O salto do IPCA entre setembro de 2010 e abril de 2011, decorrente do surto de preços das commodities, não foi um fenômeno brasileiro. Holland trabalha com uma lista de 38 países, entre desenvolvidos e emergentes, em que todos, sem exceção, terminaram 2011 com taxa de inflação acima da meta perseguida.

Na Turquia, a meta era de 5,5%, mas a taxa ficou em 10,5%. No Reino Unido a inflação terminou em 4,8%, muito acima da meta de 2%. Mesmo caso do Canadá, cuja taxa de 2,9% é quase um ponto percentual acima do teto da meta, e dos EUA, onde a meta informal de inflação em torno de 2% ao ano foi descumprida - a inflação ao consumidor terminou o ano em 3,4%.

"Trata-se de um fenômeno mundial, todos passaram por essa transição em 2011, e agora os preços vão começar a se acomodar", afirma Holland, para quem foi fundamental para o desempenho do IPCA não furar o teto da meta o fato de a economia brasileira ficar "relativamente insular" aos problemas mundiais. Nem a apreciação do real em relação ao dólar nos primeiros oito meses do ano passado foi capaz de neutralizar a forte elevação de preços das commodities. "A apreciação não foi proporcional a essa transmissão de preços", diz.

Na avaliação do secretário, uma parte muito razoável da aceleração do IPCA entre 2010, quando a taxa fora de 5,9%, e 2011, decorreu do modelo de crescimento econômico brasileiro. A opção pelo crescimento impulsionado pela demanda agregada (investimento e consumo doméstico) produziu drástica queda nos índices de pobreza, em decorrência dos incrementos salariais e da expansão do mercado de trabalho.

O rendimento médio real obtido pelo trabalhador brasileiro aumentou 5,2% no ano passado, depois de subir 7,5% no ano anterior.
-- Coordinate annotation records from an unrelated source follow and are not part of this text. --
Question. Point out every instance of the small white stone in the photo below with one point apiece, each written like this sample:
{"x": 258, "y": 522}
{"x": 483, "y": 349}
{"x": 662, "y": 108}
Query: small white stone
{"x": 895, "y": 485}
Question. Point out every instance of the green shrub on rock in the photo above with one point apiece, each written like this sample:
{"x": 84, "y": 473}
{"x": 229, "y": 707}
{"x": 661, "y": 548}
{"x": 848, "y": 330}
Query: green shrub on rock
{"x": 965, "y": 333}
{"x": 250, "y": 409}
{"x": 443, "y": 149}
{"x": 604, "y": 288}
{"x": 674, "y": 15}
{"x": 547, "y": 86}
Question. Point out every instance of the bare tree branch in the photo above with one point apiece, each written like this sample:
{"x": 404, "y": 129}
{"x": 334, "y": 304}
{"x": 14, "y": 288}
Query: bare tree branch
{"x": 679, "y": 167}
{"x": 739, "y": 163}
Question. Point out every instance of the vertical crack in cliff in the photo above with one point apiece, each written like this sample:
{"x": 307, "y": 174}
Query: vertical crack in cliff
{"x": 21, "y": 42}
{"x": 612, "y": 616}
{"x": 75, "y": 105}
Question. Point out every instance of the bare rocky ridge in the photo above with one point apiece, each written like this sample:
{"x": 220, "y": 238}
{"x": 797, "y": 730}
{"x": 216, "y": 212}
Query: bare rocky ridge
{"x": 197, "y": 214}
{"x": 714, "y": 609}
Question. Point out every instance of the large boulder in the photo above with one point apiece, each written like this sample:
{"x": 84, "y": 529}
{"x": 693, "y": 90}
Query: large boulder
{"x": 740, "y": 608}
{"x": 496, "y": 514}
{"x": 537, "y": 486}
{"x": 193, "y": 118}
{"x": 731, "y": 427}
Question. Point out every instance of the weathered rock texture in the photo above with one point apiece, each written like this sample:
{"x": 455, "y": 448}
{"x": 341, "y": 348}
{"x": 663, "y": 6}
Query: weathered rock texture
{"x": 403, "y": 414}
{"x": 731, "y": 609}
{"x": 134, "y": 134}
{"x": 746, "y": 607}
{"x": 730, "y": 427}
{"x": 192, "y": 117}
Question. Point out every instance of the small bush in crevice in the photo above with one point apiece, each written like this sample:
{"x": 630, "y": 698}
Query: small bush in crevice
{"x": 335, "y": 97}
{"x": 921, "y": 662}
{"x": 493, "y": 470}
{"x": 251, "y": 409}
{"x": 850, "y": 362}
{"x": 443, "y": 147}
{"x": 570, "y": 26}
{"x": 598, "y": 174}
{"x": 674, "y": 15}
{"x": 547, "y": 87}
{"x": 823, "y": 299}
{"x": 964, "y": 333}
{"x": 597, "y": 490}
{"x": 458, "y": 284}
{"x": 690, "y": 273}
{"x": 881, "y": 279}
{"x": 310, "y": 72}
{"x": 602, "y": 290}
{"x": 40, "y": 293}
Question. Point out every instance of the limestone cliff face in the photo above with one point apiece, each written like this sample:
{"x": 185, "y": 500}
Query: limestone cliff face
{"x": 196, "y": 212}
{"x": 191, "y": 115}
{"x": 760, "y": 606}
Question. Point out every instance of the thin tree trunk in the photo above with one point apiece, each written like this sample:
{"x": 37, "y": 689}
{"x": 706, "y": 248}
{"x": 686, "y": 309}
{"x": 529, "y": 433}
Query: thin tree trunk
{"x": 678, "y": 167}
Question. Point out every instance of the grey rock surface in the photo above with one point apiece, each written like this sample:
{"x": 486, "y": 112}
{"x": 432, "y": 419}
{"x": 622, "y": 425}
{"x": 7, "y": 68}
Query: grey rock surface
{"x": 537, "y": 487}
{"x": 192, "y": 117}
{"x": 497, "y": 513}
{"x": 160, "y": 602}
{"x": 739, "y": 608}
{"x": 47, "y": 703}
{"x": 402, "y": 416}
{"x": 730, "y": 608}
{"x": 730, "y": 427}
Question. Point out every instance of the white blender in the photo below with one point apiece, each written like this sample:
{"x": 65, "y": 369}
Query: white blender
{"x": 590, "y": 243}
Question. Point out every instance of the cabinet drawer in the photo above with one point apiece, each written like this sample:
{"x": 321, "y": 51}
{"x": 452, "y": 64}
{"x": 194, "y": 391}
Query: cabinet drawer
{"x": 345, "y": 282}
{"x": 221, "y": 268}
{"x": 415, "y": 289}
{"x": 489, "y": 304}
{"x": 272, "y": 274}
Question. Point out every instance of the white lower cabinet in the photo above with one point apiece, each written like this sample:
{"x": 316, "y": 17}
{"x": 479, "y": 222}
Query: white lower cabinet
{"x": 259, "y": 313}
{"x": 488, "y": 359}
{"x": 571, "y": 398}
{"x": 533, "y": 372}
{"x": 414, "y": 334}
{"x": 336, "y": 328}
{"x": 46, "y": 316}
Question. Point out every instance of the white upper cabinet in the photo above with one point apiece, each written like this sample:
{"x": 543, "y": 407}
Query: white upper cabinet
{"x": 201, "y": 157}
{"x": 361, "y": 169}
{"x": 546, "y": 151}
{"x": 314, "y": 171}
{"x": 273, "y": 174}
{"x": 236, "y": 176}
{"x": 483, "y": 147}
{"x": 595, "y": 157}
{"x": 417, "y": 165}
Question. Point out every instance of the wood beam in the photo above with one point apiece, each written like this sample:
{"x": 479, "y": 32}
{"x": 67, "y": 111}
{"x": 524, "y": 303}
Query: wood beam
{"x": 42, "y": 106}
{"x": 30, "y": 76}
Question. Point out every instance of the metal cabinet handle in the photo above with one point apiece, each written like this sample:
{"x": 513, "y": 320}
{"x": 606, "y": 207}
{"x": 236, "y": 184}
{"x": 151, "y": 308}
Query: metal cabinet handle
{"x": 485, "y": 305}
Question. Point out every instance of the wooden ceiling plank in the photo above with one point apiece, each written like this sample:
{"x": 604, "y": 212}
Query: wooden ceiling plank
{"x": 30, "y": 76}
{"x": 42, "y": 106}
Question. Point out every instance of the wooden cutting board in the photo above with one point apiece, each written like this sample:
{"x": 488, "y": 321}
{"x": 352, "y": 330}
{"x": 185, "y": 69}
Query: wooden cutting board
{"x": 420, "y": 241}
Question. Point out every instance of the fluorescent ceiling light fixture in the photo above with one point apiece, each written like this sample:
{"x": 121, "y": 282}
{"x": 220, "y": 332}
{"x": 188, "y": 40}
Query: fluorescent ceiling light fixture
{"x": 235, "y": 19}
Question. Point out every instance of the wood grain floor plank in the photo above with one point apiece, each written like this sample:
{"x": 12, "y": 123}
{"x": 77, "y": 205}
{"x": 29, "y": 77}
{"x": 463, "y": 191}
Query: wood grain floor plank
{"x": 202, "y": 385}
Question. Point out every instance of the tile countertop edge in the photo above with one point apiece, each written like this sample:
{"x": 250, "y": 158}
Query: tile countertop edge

De 2003, início do primeiro mandato de Luiz Inácio Lula da Silva, até agora, o salário mínimo saltou 66% em termos reais (já incorporando o mínimo deste ano, de R$ 622).

Apoiando-se em dados da Fundação Getulio Vargas (FGV), Holland aponta que a taxa de pobreza, isto é, o número de brasileiros pobres como proporção do total da população, caiu dos 35% a 30% do governo Fernando Collor (1990-92) para 28%, em 2003, e agora ronda os 12%.

"Isso tem um custo, uma vez que cada vez mais pessoas são incorporadas ao mercado, pressionando os preços de serviços, que não sofrem competição com importados", diz Holland, para quem esse é um custo que o Brasil tem, em troca da resolução de grave problema social. "Um dia teríamos que pagar esse custo, e a inflação ficar 0,5 ponto percentual maior por causa disso, convenhamos, vale a pena."

Essa mudança na forma como a sociedade estrutura seus hábitos de consumo será incorporada, a partir deste mês, nos cálculos do IPCA, que passam a usar dados da mais recente Pesquisa de Orçamento das Famílias (POF), do IBGE, realizada entre 2008 e 2009. A inflação oficial de 2011 foi a última a ser estimada com base na POF de 2002 e 2003.

"Tudo aquilo que não consumíamos nos anos 1990 passamos a consumir agora, e a oferta, em serviços, não acompanhou o ritmo. Estamos vivendo a primeira etapa desse ciclo de transição do consumo, que passa por uma sociedade mais sofisticada", diz Holland.